Finalmente dejé el motor del coche apagado. Era bastante probable que el ruido me hubiese delatado ya, pero la mañana apenas si había comenzado a desperezarse y tampoco era plan de hacerse notar. Todavía quedaba un largo camino por recorrer. Tal vez no literalmente, cierto, pero aquellos pasos hasta la puerta de la mansión ('mi casa familiar' me decía a cada golpe de talón entre la hojarasca arremolinada en el camino) transcurrieron casi tan lentos como un recorrido hasta el altar. Se me enganchó una hoja seca en el roto de las medias. Ni siquiera me había dado cuenta de que estaban desgarradas en la cara externa del muslo derecho. La aparté de un manotazo suave para no volver a hacerme sangre en el corte aún fresco que escondían.
El altar. Carlos. Sus oscuros ojos iluminándose por momentos al intentar contener una lágrima furtiva que se escapó discretamente. Para cuando quise ponerme a su lado ni quedaba el surco del recorrido suicida de aquella minúscula gota de agua salada por su mejilla, recién afeitada. Siempre supo disimular tan bien... En aquel momento pensé que la libertad debía ser aquello. Qué equivocada estaba.

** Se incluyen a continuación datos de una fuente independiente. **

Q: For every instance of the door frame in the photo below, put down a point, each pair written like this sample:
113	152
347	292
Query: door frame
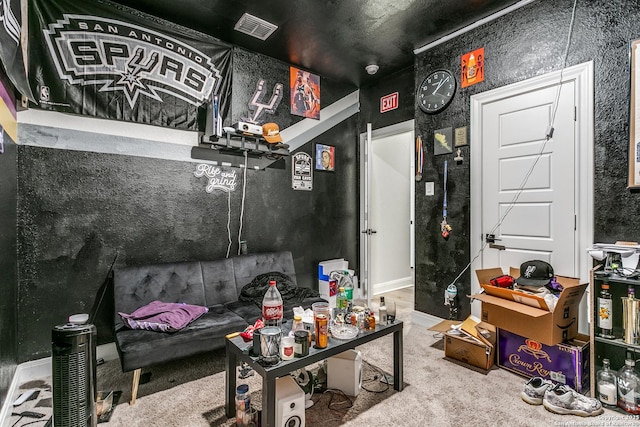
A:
365	172
582	76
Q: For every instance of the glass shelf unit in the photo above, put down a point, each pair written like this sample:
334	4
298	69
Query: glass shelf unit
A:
616	350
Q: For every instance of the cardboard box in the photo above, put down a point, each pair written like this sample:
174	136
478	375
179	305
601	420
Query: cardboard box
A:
480	354
566	363
328	288
549	328
344	372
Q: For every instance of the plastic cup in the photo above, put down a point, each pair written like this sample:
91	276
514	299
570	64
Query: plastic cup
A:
321	316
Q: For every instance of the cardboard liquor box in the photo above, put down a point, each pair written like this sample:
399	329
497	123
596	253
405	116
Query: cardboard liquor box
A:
565	363
505	311
480	352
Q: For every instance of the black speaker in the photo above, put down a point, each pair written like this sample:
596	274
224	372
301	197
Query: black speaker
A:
73	357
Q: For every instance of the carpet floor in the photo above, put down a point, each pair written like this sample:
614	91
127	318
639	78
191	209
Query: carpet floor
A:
437	392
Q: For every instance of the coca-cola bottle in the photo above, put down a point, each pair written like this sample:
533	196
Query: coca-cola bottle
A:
272	306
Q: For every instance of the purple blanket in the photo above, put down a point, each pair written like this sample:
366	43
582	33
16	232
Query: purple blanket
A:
163	316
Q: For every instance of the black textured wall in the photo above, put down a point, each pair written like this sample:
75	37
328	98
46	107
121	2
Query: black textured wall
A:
78	209
8	278
523	44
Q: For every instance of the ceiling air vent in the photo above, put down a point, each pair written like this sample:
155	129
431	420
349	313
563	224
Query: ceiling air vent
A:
255	27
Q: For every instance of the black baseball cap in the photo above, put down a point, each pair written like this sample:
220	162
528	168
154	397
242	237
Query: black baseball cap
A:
535	273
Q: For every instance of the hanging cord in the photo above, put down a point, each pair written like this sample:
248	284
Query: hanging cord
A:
244	189
229	222
548	136
419	158
444	201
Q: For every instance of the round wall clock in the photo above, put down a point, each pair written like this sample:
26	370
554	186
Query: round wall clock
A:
436	91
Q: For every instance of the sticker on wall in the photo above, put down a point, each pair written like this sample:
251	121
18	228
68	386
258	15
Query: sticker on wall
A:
442	141
301	172
257	106
219	179
325	157
305	93
472	67
461	136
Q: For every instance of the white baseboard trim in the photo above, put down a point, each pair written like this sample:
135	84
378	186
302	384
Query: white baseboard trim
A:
41	368
392	285
424	319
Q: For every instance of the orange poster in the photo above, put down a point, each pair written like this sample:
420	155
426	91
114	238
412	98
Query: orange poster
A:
472	66
305	93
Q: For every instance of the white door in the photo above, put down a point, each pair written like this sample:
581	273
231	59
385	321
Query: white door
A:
387	212
529	189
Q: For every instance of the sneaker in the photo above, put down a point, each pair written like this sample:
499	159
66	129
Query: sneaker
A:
534	389
563	400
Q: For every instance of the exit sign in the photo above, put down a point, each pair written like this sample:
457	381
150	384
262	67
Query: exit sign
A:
389	102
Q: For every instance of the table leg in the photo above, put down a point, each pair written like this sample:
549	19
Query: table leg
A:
230	382
398	374
268	401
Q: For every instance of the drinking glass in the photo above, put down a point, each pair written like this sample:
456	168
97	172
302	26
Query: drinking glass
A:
391	312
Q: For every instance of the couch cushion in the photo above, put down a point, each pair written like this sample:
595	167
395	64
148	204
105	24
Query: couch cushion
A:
246	267
219	281
249	311
140	348
136	286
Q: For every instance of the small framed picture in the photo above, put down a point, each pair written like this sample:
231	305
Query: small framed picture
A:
443	141
325	157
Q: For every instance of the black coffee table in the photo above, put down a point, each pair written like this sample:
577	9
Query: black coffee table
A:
238	350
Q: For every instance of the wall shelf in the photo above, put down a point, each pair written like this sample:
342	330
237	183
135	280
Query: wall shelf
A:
230	149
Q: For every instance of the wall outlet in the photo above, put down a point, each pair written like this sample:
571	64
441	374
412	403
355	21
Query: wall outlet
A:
429	188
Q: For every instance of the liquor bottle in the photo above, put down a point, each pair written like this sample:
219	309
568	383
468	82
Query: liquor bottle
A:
272	307
629	387
342	303
347	283
382	312
607	385
630	317
605	313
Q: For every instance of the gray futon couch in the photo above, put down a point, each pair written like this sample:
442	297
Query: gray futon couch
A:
214	284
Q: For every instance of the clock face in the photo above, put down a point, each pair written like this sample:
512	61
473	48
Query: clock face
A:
436	91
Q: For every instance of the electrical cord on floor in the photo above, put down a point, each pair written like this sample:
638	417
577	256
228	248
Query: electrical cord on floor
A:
378	376
339	406
40	420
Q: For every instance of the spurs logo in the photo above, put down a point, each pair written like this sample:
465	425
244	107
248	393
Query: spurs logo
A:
122	57
9	21
258	107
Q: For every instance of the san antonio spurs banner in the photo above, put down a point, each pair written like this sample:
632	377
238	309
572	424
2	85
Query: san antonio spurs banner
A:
10	47
100	59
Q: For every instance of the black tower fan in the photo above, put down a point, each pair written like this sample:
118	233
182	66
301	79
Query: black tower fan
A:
73	354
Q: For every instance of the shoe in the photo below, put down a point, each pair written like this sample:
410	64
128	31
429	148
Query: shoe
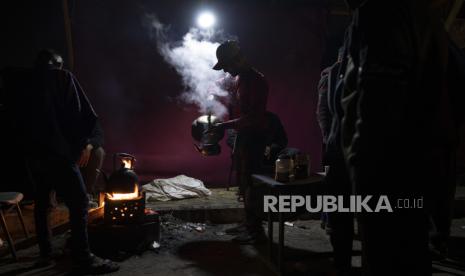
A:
256	237
236	229
95	265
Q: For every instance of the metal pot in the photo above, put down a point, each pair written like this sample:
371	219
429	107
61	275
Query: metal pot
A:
123	179
208	143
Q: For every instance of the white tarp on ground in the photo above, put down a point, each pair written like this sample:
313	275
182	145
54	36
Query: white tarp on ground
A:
178	187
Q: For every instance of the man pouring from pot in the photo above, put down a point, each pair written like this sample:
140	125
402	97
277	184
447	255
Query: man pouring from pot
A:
248	97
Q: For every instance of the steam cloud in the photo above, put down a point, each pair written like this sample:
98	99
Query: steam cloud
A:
193	58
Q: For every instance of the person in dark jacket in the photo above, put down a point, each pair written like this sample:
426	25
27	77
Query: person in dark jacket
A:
52	118
340	226
249	95
397	130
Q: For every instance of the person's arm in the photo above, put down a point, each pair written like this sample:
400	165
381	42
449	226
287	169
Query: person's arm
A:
81	117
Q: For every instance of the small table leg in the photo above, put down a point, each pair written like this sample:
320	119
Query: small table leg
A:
270	235
281	244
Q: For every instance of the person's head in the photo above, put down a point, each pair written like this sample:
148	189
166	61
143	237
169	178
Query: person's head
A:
230	58
48	57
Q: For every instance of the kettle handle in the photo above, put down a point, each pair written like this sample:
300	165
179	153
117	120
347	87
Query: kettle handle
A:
122	155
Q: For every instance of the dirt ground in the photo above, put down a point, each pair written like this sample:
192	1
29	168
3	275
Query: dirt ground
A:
202	249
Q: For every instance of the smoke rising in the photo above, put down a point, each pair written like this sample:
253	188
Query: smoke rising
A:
193	58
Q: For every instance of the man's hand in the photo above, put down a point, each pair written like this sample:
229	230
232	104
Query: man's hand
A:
85	155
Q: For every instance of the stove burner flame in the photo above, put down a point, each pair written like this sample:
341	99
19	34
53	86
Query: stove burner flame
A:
126	196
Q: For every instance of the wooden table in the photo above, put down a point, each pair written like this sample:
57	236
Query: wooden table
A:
308	186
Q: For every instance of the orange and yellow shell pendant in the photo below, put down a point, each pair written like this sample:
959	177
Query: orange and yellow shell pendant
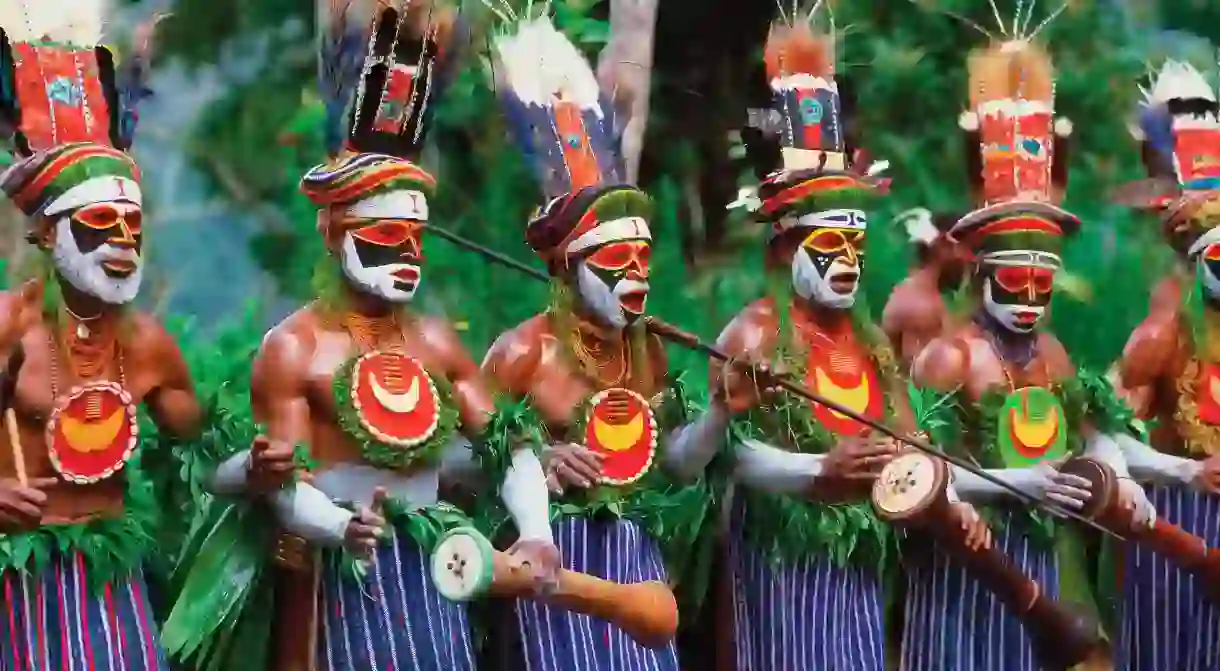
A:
1031	428
392	406
621	427
92	432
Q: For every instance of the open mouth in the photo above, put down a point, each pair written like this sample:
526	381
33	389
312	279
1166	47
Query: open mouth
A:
1025	317
844	282
406	275
118	267
633	301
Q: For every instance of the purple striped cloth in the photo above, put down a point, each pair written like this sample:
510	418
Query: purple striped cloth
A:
394	620
954	624
55	621
805	614
1165	621
554	639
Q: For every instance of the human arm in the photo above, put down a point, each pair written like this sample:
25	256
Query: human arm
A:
172	403
277	394
737	386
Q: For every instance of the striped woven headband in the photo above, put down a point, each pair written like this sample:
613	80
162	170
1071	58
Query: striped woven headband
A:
361	176
45	177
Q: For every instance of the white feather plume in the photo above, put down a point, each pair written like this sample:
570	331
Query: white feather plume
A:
538	62
1179	81
76	22
919	225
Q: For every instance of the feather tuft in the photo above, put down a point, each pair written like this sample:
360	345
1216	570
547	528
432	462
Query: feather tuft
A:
1179	81
793	50
1157	127
31	21
539	64
344	42
920	228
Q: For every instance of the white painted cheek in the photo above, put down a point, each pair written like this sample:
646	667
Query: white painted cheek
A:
598	298
813	287
84	271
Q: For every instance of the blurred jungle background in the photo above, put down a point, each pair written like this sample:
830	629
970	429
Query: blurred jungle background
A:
236	121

Sábato habla de los recuerdos futuros. Yo siempre he creído, en realidad, que vivir es saber deconstruir los recuerdos pasados hasta poder caminar sobre ellos sin riesgo de caída al vacío. Teorías y manías de cada uno, supongo. Como mi manía de no ponerme tacones nunca, tampoco para aquel paseíllo hasta el matrimonio. Una cosa fue segura: en el trayecto no tropecé ni una sola vez. El golpe vino más tarde, de la manera más inesperada.
Toc. Toc. Toc.
Al golpear los nudillos contra la puerta me di cuenta de que aún llevaba el anillo en la mano derecha. Lo saqué despacio y deslicé dentro del bolsillo izquierdo junto a algo que esperaba no tener que usar otra vez en mucho tiempo.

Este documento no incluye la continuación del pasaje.